Any prayers you offer up on my behalf will be dearly appreciated. I don't want to suffer with gestational diabetes during this pregnancy, and I'll be honest with you: I'm a little afraid. It was a terrible disease to navigate when I had only an eight- or nine-year-old son. I don't know how I would manage, now, with the little girls in addition to Cade. Furthermore, I don't think my husband will mind my saying: he struggles with his weight, too, and my choices in terms of what foods I prepare and bring into the home impact him tremendously.

For me, it had to be cold turkey on sugar and sweeteners...just like it had to be cold turkey on cigarettes.
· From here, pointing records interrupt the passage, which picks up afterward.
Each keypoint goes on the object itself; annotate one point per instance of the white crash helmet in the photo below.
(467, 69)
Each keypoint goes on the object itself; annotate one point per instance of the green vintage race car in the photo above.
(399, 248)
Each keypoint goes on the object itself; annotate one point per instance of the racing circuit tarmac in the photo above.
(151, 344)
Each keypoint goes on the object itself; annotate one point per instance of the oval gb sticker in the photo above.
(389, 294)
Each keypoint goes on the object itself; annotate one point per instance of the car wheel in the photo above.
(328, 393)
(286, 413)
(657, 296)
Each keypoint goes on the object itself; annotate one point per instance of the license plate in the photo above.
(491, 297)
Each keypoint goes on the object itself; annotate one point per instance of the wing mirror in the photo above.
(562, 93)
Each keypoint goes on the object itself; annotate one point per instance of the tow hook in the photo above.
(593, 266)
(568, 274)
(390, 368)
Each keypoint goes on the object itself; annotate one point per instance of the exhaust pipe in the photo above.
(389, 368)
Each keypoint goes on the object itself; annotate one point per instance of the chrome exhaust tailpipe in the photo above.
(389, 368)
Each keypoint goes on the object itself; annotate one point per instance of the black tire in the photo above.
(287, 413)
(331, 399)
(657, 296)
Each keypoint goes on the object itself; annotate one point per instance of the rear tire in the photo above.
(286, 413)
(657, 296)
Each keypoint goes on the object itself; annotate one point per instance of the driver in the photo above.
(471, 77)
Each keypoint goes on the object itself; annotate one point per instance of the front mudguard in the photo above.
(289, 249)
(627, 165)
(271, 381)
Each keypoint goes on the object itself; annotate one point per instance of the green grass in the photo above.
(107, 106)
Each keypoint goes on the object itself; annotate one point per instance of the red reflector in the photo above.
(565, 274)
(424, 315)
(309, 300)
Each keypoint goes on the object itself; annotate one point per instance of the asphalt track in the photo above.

If there's any hope for me, it will come in this form: cold turkey, and with the help of Christ.

If you're interested in reading more about the Daniel Fast, you might check out this website, which was my primary resource for recipes. I loved every one I tried and have since ordered her [Kristen Feola's] cookbook. I found help at this website, too.

1 comment:

  1. You amaze me. That takes some extreme discipline. I'm pmsing and have absolutely no will power right now. I really need to get back on track. I might have to try this. Scares me. It really does.